Five years later, Lake Mooney has become both a vital link in Stafford’s mission to provide high-quality clean water to the County and a center for recreation for the neighboring communities. The Lake Mooney Water Treatment Facility currently pumps about 1.8 billion gallons of water to the county. The reservoir holds 5.5 billion gallons of water and sits behind a 118 feet tall dam that is more than 1,200 feet in length. The capacity of the reservoir is designed to meet the needs of Stafford’s growing citizen and business population for many years to come.
“The availability of abundant clean water is something we take for granted, but it is critically important when planning the future of a community,” said Chairman of the Board of Supervisors Gary Snellings. “Stafford County has a successful track record in undertaking and successfully bringing to fruition large projects and Lake Mooney has proven to be a source of pride for us.”
Stocked with largemouth bass, channel catfish and sunfish, black crappie and other species naturally colonized the lake during filling. The lake opened for fishing in July 2017, after the fish were mature enough to harvest. There is a park at Lake Mooney with restroom facilities and a boat launch, no gas-powered engines are allowed. Admission is free to the park, but a fishing license is required.
As well, the park is the site of a cabin belonging to enslaved people. Stafford County is working to preserve the cabin, one of the few examples of buildings belonging to enslaved people left in Virginia.

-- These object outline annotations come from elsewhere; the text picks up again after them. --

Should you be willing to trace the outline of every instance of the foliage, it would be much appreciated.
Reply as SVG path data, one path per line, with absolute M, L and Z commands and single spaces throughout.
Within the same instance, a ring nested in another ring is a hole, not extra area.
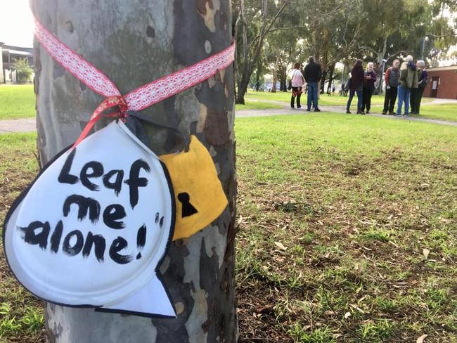
M 17 59 L 13 63 L 11 68 L 17 72 L 18 78 L 20 80 L 30 81 L 30 77 L 33 74 L 33 70 L 30 67 L 30 65 L 29 65 L 29 61 L 27 58 Z
M 1 84 L 0 99 L 0 120 L 35 116 L 32 84 Z

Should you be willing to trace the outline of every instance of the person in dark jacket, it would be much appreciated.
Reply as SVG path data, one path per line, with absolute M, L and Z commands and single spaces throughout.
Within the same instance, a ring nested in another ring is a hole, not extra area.
M 418 71 L 413 56 L 408 55 L 400 67 L 400 84 L 398 86 L 398 106 L 395 116 L 401 115 L 404 101 L 404 117 L 409 116 L 409 98 L 411 89 L 418 88 Z
M 362 108 L 361 111 L 362 112 L 364 112 L 366 108 L 366 113 L 370 113 L 370 108 L 371 108 L 371 94 L 373 94 L 373 91 L 375 89 L 375 82 L 376 81 L 376 74 L 373 67 L 373 62 L 368 62 L 365 72 L 365 78 L 363 79 Z
M 351 85 L 349 86 L 349 98 L 347 99 L 346 113 L 351 113 L 349 108 L 354 95 L 357 93 L 357 114 L 364 114 L 362 112 L 362 94 L 363 89 L 363 79 L 365 72 L 362 66 L 362 60 L 357 60 L 351 70 Z
M 384 81 L 385 82 L 385 97 L 384 98 L 384 109 L 382 114 L 387 115 L 387 111 L 390 115 L 393 115 L 395 101 L 397 101 L 397 92 L 399 82 L 400 82 L 400 60 L 394 60 L 394 63 L 387 71 L 385 72 Z
M 304 67 L 304 80 L 308 85 L 308 103 L 307 111 L 311 110 L 311 105 L 314 103 L 314 112 L 321 112 L 317 103 L 317 83 L 321 80 L 322 77 L 322 70 L 321 65 L 314 61 L 314 58 L 311 56 L 308 59 L 308 64 Z
M 428 82 L 428 75 L 425 69 L 425 63 L 420 60 L 416 64 L 418 68 L 418 77 L 419 82 L 418 82 L 418 88 L 411 89 L 411 114 L 418 115 L 419 110 L 420 109 L 420 101 L 422 101 L 422 93 L 425 89 L 427 83 Z

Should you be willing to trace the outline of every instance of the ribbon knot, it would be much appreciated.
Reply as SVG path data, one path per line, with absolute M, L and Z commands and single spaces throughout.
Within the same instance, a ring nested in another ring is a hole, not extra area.
M 106 110 L 114 107 L 117 107 L 119 108 L 119 112 L 103 114 Z M 81 132 L 78 139 L 77 139 L 75 144 L 73 144 L 72 149 L 76 148 L 76 146 L 86 138 L 89 132 L 91 131 L 91 129 L 92 129 L 95 123 L 98 120 L 102 118 L 119 118 L 122 120 L 122 122 L 125 122 L 125 118 L 129 117 L 129 114 L 127 113 L 128 110 L 129 106 L 125 98 L 122 96 L 113 96 L 105 98 L 100 105 L 98 105 L 98 106 L 97 106 L 95 111 L 94 111 L 90 120 L 88 122 L 86 127 L 84 127 L 84 129 L 82 130 L 82 132 Z

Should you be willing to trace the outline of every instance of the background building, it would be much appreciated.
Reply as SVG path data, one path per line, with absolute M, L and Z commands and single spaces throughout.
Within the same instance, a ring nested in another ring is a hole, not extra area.
M 428 84 L 424 96 L 457 99 L 457 65 L 427 70 Z

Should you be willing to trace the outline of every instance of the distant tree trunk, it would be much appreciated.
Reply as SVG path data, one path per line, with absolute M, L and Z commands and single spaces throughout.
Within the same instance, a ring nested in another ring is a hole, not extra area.
M 92 0 L 31 3 L 46 27 L 104 72 L 122 93 L 217 53 L 231 40 L 228 0 L 110 0 L 97 1 L 96 6 Z M 37 143 L 44 164 L 75 141 L 103 99 L 54 62 L 37 42 L 34 48 Z M 143 111 L 199 138 L 211 151 L 229 202 L 212 225 L 172 242 L 160 267 L 177 318 L 151 320 L 48 304 L 49 342 L 236 342 L 233 76 L 231 67 L 221 70 Z M 153 148 L 157 155 L 174 145 L 169 131 L 146 129 L 151 140 L 155 138 Z
M 276 80 L 278 79 L 278 66 L 279 65 L 279 56 L 276 57 L 276 61 L 274 63 L 273 69 L 273 85 L 271 86 L 271 93 L 276 92 Z
M 335 64 L 332 63 L 331 65 L 329 65 L 328 70 L 330 70 L 330 75 L 328 76 L 328 86 L 327 86 L 327 93 L 331 93 L 332 82 L 333 81 L 333 71 L 335 70 Z
M 281 90 L 283 91 L 288 91 L 286 69 L 287 65 L 281 65 Z

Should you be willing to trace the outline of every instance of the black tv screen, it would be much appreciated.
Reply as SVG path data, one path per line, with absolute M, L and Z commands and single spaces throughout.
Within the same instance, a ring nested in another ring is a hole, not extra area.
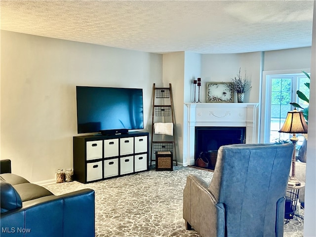
M 143 89 L 76 86 L 78 133 L 144 128 Z

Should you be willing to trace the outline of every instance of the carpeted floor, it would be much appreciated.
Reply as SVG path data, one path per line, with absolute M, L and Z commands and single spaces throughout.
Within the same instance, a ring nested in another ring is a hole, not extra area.
M 213 173 L 192 167 L 173 171 L 154 170 L 83 184 L 78 182 L 45 186 L 58 195 L 91 188 L 95 191 L 97 237 L 194 237 L 182 218 L 183 191 L 189 173 L 207 182 Z M 284 237 L 303 237 L 303 221 L 295 218 L 284 226 Z

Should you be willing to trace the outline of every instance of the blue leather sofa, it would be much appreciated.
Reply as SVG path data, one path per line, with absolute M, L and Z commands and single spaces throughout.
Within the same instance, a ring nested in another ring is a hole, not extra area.
M 1 237 L 95 236 L 94 191 L 55 196 L 11 173 L 9 160 L 1 165 Z

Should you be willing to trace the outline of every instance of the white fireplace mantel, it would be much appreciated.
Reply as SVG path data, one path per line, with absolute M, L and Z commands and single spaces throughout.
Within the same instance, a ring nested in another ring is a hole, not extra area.
M 195 127 L 245 127 L 246 143 L 257 143 L 258 105 L 249 103 L 185 103 L 183 165 L 194 164 Z

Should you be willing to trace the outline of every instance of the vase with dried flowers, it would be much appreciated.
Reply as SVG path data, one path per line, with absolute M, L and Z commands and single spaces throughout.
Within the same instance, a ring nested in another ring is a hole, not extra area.
M 226 83 L 226 86 L 230 90 L 237 93 L 238 103 L 243 102 L 244 93 L 251 88 L 251 86 L 249 86 L 249 81 L 247 79 L 246 72 L 245 72 L 243 78 L 240 75 L 240 68 L 239 68 L 239 73 L 234 78 L 232 79 L 231 83 Z

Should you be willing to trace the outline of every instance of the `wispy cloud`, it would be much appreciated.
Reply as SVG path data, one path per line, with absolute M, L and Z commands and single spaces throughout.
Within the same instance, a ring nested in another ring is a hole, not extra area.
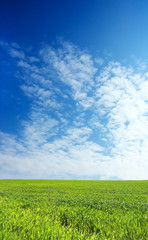
M 31 101 L 19 136 L 1 132 L 2 177 L 146 179 L 148 73 L 93 58 L 71 43 L 15 59 Z M 145 66 L 145 67 L 144 67 Z

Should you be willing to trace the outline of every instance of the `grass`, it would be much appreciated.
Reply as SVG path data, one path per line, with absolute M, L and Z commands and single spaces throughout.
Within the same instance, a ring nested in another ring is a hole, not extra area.
M 0 180 L 0 240 L 148 239 L 148 181 Z

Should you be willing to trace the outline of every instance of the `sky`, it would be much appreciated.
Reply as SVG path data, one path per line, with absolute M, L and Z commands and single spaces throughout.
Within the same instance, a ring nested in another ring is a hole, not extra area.
M 148 179 L 147 12 L 0 1 L 1 179 Z

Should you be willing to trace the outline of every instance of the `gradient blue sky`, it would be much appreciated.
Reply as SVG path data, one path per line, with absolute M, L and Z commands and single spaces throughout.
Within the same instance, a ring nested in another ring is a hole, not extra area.
M 148 178 L 147 12 L 0 1 L 0 178 Z

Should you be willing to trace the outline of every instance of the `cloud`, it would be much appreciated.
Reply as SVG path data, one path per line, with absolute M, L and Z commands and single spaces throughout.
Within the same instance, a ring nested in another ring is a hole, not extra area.
M 3 178 L 147 179 L 146 67 L 106 63 L 67 42 L 36 56 L 1 46 L 13 48 L 31 101 L 19 136 L 0 133 Z

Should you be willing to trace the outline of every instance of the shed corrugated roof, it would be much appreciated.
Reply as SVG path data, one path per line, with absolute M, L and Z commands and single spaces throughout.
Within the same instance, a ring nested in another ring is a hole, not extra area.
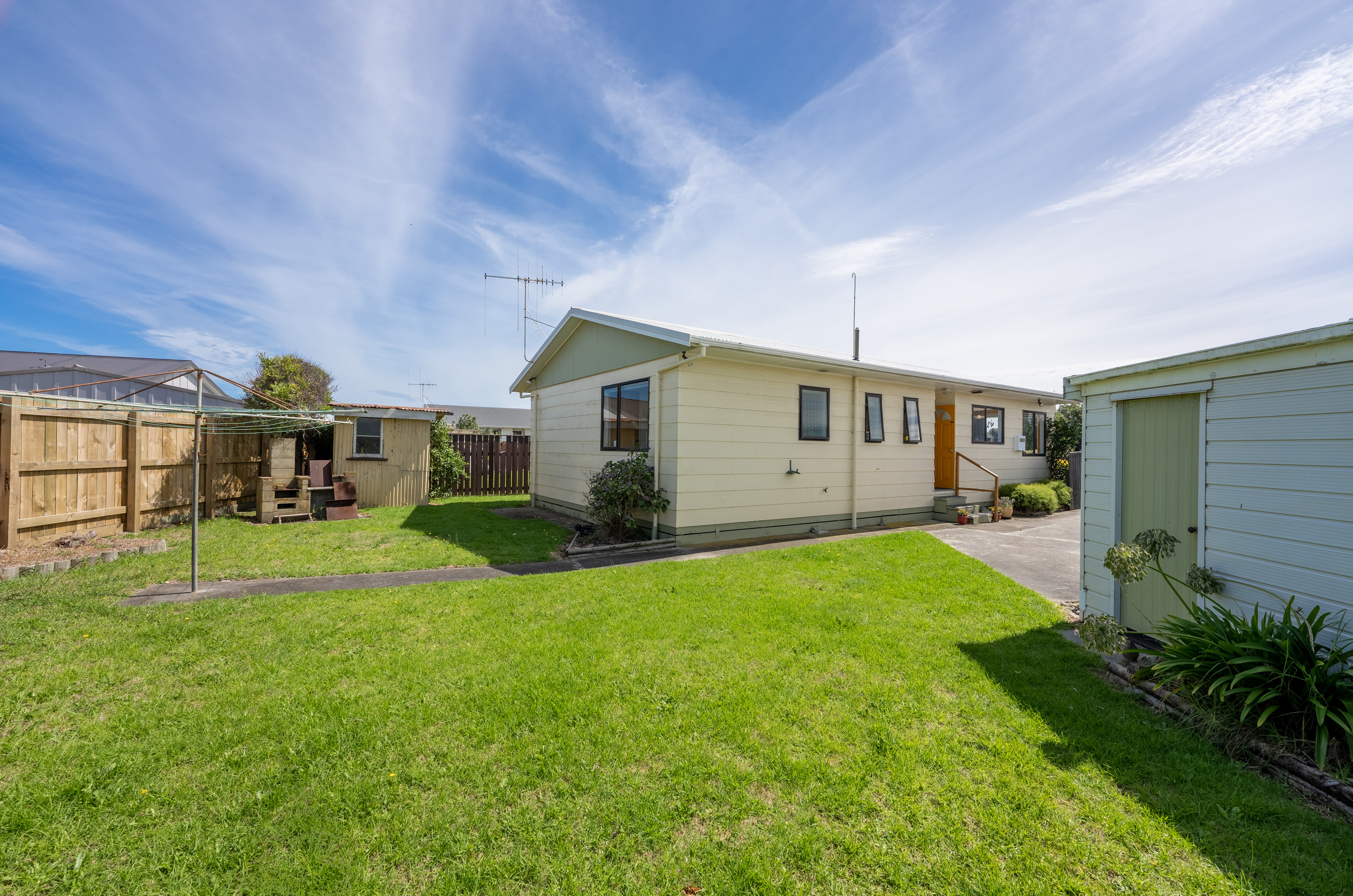
M 445 411 L 448 417 L 469 414 L 475 422 L 488 429 L 530 429 L 529 407 L 476 407 L 474 405 L 428 405 Z

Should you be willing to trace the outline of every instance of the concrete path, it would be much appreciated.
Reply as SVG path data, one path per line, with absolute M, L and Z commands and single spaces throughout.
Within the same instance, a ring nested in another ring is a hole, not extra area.
M 994 525 L 994 524 L 993 524 Z M 214 598 L 248 597 L 250 594 L 302 594 L 306 591 L 349 591 L 364 587 L 402 587 L 405 585 L 430 585 L 433 582 L 468 582 L 471 579 L 492 579 L 503 575 L 541 575 L 547 573 L 572 573 L 574 570 L 599 570 L 610 566 L 639 566 L 662 560 L 701 560 L 750 551 L 770 551 L 774 548 L 801 547 L 805 544 L 825 544 L 842 539 L 863 539 L 889 532 L 915 532 L 959 528 L 948 522 L 913 527 L 867 527 L 861 529 L 839 529 L 825 536 L 778 536 L 766 539 L 746 539 L 741 541 L 721 541 L 714 545 L 675 547 L 660 551 L 630 551 L 602 554 L 594 556 L 570 558 L 564 560 L 544 560 L 541 563 L 513 563 L 505 566 L 455 566 L 437 570 L 407 570 L 405 573 L 357 573 L 353 575 L 310 575 L 287 579 L 237 579 L 225 582 L 198 582 L 198 590 L 189 591 L 187 582 L 166 582 L 152 585 L 120 602 L 120 606 L 149 606 L 153 604 L 191 604 Z
M 152 585 L 137 591 L 122 606 L 149 606 L 153 604 L 191 604 L 214 598 L 248 597 L 250 594 L 302 594 L 307 591 L 348 591 L 364 587 L 403 587 L 434 582 L 468 582 L 503 575 L 541 575 L 599 570 L 610 566 L 639 566 L 664 560 L 702 560 L 751 551 L 827 544 L 844 539 L 866 539 L 889 532 L 930 532 L 946 544 L 1000 570 L 1020 585 L 1034 589 L 1055 602 L 1074 605 L 1080 591 L 1077 585 L 1077 539 L 1080 512 L 1058 513 L 1043 518 L 1003 520 L 988 525 L 958 527 L 932 522 L 911 527 L 867 527 L 838 529 L 825 536 L 778 536 L 723 541 L 713 545 L 675 547 L 660 551 L 633 551 L 603 554 L 543 563 L 513 563 L 503 566 L 459 566 L 437 570 L 407 570 L 405 573 L 359 573 L 354 575 L 311 575 L 285 579 L 238 579 L 226 582 L 198 582 L 198 591 L 189 591 L 187 582 Z
M 957 525 L 931 535 L 1050 601 L 1080 604 L 1080 510 Z

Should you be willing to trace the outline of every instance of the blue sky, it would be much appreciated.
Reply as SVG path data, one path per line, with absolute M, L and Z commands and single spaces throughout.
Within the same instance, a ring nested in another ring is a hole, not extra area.
M 1353 317 L 1353 4 L 0 0 L 0 348 L 513 405 L 520 292 L 1058 388 Z M 544 329 L 530 325 L 526 351 Z

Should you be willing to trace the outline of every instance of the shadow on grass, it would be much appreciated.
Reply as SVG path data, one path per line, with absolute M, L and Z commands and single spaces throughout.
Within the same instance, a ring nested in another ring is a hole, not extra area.
M 423 535 L 448 535 L 453 532 L 465 532 L 467 527 L 479 524 L 480 527 L 492 527 L 498 524 L 507 524 L 509 521 L 503 517 L 490 513 L 499 508 L 520 508 L 522 505 L 521 498 L 472 498 L 472 499 L 451 499 L 445 503 L 428 503 L 414 508 L 405 517 L 405 521 L 399 524 L 400 529 L 415 529 Z
M 1040 744 L 1063 770 L 1099 769 L 1219 869 L 1268 893 L 1353 892 L 1353 824 L 1322 816 L 1095 674 L 1099 658 L 1045 628 L 959 644 L 1057 734 Z

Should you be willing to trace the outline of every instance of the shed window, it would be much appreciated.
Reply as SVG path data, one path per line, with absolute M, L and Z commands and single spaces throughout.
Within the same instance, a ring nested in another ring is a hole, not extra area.
M 648 448 L 648 380 L 636 379 L 601 390 L 601 449 Z
M 865 441 L 884 441 L 884 397 L 865 393 Z
M 368 457 L 380 457 L 382 433 L 379 417 L 359 417 L 356 432 L 353 433 L 352 453 Z
M 902 399 L 902 441 L 916 445 L 921 441 L 921 402 L 916 398 Z
M 798 387 L 798 437 L 813 441 L 828 441 L 832 437 L 827 424 L 831 410 L 829 388 L 820 386 Z
M 1005 409 L 973 405 L 973 443 L 1005 444 Z

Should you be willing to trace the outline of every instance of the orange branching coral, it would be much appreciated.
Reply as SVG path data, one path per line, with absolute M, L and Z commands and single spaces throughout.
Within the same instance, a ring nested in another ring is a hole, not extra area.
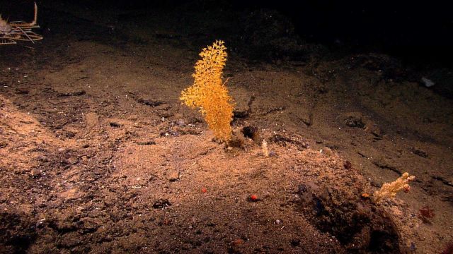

The funding and planning for the reservoir took more than 20 years and was funded through user fees. Over the years, in anticipation of the Rocky Pen Run Dam, Reservoir and Water Treatment Facility, the County built up reserves from expansion fees. Expansion fees are one-time revenues paid by new users as they join the Utilities system. The project was funded through those expansion fees as well as $61 million in bonds issued in 2012. No tax dollars were used.
Lake Mooney is named after Jason Mooney, a Stafford deputy who worked for the Sheriff’s Office before tragically dying in an accident on I-95 after responding to an emergency call on October 19, 2007. He was a graduate of Colonial Forge High School and a veteran of the Marine Corps. Mooney also served as a firefighter with Company 2 in Stafford.